The court of appeals affirmed in an opinion authored by Judge Fine. The court rejected the residents’ arguments that the trial judge had misapplied the statute and that the statute was unconstitutional. A key issue concerned the statutory rebuttable presumption that the village and the public used a 66-foot swath. The circuit court correctly applied the presumption to the entire roadway except for three encroaching properties. Case law did not dictate that these encroachments rebutted the presumption for the entire street, as the residents contended. The circuit court also properly included sidewalks in its definition of “highway” (¶ 14).
Finally, the statute was constitutional. The statute imposes a rebuttable presumption, unlike the conclusive presumption found unconstitutional under Minnesota case law, which the Wisconsin appellate court deemed “not helpful” (¶ 20).
Taxation
Property Taxes – Evidentiary Burdens When Assessments Challenged
Bonstores Realty One LLC v. City of Wauwatosa, 2013 WI App 131 (filed 8 Oct. 2013) (ordered published 20 Nov. 2013)
HOLDING: The circuit court did not err when it concluded that the taxpayer failed to overcome the presumption that the property tax assessment on the taxpayer’s property was correct.
SUMMARY: Bonstores Realty One LLC appealed an order in which the circuit court dismissed its complaint against the city of Wauwatosa (the city). Bonstores alleged that the city’s property tax assessment on Bonstores’s real property was incorrect. The circuit court concluded that Bonstores failed to overcome the statutory presumption that the city correctly assessed Bonstores’s property for the years in question.
In a majority decision authored by Judge Kessler, the court of appeals affirmed. Much of the court’s decision focused on the evidentiary burdens associated with a challenge to a property tax assessment. Wisconsin Statutes section 70.49(1) requires a municipal assessor to attach a particular affidavit to the completed assessment roll when the assessor reports his or her conclusions as to assessed values. Thereafter, each assessment “shall, in all actions and proceedings involving such values, be presumptive evidence that all such properties have been justly and equitably assessed.”

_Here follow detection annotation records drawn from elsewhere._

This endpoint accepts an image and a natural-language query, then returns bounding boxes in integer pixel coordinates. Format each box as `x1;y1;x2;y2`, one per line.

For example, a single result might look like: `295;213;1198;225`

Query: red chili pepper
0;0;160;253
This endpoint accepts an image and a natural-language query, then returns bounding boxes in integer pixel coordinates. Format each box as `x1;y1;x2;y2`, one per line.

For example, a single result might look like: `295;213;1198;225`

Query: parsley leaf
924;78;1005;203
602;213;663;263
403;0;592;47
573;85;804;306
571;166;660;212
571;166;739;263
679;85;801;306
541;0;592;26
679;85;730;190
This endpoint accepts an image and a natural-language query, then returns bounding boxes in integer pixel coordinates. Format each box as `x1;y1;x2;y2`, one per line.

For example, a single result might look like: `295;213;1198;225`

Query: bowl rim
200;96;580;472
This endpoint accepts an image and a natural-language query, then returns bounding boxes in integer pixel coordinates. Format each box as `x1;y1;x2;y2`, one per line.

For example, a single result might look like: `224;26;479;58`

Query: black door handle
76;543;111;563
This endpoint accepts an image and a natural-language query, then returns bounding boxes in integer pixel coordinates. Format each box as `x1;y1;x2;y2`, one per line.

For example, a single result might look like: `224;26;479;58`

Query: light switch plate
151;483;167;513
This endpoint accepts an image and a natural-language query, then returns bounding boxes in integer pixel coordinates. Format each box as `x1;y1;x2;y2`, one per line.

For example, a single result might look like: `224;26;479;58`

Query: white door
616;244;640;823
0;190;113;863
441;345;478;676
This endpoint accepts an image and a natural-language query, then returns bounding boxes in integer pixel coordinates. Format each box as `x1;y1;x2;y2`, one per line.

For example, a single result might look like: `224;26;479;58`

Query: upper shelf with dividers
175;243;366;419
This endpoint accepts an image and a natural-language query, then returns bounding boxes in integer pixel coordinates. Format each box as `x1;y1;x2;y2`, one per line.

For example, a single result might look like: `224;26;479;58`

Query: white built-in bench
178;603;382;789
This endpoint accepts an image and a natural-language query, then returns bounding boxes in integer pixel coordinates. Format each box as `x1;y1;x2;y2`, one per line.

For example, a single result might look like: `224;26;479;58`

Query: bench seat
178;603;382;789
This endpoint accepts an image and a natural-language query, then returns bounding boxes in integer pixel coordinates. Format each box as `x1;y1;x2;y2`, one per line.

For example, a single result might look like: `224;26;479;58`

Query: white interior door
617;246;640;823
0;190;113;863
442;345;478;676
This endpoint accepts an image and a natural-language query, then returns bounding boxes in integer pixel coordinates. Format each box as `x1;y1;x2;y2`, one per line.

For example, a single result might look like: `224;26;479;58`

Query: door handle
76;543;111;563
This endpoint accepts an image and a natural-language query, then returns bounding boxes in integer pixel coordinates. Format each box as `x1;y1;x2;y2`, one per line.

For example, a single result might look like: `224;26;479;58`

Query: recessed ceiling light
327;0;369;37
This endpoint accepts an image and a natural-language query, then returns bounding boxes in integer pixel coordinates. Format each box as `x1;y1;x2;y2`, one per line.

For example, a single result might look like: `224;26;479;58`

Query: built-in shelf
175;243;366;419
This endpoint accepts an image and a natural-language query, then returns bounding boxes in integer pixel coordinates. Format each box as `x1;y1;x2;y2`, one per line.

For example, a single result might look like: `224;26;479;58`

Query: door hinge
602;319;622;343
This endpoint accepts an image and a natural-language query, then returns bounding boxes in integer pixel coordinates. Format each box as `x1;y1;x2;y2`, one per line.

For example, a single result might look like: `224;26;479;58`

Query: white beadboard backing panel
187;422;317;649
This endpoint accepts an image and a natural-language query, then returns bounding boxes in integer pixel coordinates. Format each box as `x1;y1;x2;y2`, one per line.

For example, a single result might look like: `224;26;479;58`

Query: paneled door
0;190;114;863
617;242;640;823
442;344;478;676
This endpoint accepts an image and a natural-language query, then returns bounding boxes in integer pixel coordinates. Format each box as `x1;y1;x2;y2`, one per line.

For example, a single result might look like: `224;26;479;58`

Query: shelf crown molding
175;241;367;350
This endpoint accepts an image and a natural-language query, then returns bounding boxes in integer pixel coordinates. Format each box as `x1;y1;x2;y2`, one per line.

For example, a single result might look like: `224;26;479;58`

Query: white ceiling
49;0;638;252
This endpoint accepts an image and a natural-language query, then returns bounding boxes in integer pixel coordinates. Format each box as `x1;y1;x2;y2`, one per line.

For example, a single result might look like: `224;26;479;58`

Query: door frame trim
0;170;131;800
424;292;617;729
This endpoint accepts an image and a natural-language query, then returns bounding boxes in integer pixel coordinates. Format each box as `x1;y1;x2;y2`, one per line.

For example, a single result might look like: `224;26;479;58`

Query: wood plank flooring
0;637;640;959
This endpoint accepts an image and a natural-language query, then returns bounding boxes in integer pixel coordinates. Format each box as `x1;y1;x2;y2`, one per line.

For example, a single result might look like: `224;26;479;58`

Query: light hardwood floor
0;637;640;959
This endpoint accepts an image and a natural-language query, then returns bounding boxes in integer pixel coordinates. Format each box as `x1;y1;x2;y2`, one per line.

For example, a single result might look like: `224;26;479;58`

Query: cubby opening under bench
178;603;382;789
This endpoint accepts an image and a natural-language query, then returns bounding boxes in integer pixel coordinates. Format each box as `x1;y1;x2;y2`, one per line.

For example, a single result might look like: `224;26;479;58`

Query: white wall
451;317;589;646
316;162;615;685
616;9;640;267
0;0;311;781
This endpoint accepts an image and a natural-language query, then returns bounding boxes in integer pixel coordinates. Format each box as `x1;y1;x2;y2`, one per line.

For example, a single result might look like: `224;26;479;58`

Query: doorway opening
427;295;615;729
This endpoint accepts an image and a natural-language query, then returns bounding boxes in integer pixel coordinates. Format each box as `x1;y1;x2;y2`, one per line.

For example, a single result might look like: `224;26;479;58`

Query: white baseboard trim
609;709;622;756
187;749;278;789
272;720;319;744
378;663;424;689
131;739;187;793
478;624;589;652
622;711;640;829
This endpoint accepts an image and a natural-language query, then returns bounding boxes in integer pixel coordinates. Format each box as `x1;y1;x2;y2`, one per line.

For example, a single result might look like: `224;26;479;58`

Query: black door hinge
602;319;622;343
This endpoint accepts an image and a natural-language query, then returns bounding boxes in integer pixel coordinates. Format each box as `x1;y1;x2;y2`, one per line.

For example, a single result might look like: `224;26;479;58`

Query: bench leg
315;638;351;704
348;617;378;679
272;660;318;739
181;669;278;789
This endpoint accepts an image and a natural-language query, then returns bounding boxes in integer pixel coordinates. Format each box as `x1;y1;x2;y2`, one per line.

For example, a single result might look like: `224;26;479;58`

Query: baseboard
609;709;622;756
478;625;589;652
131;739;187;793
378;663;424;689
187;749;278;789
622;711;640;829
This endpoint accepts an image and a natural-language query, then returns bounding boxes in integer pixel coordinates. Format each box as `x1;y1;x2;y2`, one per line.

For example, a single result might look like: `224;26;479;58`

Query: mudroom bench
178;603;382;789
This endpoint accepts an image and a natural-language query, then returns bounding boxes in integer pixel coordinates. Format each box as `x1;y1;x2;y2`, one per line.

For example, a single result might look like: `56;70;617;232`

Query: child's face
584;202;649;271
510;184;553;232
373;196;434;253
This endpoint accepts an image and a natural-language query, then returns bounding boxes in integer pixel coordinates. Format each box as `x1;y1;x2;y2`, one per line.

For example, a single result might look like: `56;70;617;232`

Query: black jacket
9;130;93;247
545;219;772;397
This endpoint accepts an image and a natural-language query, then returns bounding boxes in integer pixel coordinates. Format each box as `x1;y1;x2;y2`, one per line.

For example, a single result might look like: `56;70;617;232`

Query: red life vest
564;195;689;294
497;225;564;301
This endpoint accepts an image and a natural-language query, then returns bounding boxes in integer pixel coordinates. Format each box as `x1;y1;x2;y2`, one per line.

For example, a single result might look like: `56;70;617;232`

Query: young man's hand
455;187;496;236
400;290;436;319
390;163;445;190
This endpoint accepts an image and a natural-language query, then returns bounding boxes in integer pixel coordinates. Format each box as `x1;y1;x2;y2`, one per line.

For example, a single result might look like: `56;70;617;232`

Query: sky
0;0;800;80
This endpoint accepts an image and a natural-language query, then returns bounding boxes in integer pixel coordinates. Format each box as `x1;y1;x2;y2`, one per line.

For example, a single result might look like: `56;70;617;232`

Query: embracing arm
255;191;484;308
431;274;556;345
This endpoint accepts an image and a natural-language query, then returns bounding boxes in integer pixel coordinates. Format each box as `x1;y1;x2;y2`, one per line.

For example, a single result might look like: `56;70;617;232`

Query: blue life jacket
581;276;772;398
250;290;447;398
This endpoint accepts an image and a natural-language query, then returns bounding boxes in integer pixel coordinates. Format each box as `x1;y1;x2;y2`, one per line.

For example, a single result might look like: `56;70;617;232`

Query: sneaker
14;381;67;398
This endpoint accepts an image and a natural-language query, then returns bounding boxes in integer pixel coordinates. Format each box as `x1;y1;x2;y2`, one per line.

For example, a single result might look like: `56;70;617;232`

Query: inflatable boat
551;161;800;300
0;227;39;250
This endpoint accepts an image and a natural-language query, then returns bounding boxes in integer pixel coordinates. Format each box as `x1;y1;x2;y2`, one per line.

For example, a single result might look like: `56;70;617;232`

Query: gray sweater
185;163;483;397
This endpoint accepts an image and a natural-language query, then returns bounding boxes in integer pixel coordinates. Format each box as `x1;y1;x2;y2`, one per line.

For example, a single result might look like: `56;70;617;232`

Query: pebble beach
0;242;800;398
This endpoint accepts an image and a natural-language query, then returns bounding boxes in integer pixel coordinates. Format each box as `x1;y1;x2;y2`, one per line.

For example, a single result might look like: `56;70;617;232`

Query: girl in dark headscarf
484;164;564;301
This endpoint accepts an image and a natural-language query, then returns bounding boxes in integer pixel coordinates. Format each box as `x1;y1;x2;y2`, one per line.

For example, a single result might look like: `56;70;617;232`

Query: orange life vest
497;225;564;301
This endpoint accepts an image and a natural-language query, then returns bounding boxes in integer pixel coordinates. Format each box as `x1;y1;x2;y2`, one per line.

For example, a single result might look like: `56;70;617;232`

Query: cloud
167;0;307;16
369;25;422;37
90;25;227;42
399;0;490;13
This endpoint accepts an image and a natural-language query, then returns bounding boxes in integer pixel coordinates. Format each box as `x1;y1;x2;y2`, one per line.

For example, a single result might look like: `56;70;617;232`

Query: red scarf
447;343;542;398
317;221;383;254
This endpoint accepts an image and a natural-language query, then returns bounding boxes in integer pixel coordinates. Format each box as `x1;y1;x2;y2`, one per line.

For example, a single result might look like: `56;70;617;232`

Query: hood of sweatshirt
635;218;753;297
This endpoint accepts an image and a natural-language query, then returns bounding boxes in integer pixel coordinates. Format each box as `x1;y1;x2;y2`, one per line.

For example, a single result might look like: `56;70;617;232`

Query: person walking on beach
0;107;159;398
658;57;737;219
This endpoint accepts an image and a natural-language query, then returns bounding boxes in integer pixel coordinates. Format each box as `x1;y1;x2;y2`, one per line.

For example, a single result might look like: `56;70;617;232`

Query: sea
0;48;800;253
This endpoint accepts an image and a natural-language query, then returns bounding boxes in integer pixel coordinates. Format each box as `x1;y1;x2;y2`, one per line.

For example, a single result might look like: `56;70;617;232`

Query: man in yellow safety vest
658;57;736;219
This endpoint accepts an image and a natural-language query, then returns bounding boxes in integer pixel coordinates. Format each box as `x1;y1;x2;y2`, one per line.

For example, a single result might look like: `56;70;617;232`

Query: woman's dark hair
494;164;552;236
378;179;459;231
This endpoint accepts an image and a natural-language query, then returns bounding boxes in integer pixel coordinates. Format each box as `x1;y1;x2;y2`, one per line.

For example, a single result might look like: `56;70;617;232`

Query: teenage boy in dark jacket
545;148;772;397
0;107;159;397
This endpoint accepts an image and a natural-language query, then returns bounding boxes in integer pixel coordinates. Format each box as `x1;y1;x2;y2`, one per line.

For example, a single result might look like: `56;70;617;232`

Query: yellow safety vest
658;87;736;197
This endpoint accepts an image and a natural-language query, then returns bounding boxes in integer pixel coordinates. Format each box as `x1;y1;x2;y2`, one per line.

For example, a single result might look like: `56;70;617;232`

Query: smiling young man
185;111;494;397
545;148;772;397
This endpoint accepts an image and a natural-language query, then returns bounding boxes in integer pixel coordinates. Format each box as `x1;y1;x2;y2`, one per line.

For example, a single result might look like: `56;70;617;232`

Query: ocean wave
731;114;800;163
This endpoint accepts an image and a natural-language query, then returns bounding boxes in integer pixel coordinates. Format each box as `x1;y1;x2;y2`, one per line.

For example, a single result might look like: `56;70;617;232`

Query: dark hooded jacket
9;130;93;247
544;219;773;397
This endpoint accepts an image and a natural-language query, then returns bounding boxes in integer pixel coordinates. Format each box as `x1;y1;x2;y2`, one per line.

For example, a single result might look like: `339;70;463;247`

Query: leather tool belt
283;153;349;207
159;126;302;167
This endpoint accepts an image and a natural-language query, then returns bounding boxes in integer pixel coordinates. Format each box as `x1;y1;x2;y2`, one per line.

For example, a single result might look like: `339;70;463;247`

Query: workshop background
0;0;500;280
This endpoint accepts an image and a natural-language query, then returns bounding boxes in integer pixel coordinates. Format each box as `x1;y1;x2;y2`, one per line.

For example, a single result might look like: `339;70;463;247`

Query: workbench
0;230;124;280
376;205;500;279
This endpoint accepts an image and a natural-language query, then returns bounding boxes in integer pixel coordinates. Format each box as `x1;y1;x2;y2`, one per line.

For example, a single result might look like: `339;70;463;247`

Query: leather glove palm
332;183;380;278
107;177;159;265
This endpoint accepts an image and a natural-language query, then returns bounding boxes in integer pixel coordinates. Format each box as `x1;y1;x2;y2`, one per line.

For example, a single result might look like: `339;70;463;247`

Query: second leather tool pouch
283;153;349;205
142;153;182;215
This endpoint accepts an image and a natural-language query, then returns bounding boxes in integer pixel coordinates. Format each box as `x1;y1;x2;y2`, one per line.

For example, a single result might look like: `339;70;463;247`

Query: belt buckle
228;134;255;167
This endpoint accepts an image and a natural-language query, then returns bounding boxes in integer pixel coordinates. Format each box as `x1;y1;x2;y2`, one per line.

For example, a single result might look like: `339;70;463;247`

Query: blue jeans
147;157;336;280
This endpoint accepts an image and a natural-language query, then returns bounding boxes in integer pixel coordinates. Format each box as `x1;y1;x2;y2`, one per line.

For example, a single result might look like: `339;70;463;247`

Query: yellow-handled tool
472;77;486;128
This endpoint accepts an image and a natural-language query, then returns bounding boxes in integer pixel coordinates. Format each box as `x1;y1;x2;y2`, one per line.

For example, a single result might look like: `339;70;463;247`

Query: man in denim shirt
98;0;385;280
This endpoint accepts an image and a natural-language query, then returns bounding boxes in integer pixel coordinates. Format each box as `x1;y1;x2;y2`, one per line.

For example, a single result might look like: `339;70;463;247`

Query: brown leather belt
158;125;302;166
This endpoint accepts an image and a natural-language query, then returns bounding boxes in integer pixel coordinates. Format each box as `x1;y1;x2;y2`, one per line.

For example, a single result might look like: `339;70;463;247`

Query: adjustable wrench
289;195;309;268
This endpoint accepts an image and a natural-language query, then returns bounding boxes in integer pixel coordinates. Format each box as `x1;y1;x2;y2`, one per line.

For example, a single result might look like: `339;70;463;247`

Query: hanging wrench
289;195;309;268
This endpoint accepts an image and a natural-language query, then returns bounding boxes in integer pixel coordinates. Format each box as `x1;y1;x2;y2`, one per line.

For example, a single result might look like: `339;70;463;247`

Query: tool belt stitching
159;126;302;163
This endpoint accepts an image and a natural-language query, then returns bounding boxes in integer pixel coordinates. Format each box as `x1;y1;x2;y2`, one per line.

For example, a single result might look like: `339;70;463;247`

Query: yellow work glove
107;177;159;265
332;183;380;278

Applying Wis. Stat. section 903.01, which describes how presumptions are handled in civil cases, the appellate court concluded that once the presumed fact (the assessed value) is established, “§ 903.01 shifts the burden of producing evidence to the opponent of the presumed fact – here to Bonstores – to produce evidence that it is more probable than not that the assessed value is not correct. The presumption (that the City assessed value is correct) does not disappear simply because contrary evidence exists. Although the burden of producing evidence shifts, the burden of persuasion never leaves the proponent of the presumption” (¶ 9).
After reviewing the extensive expert evidence presented by the city and Bonstores during the trial of this case, the appellate court concluded that the circuit court did not err when it concluded that Bonstores failed to overcome the presumption that the city’s assessment was correct.
Judge Fine filed a concurring opinion.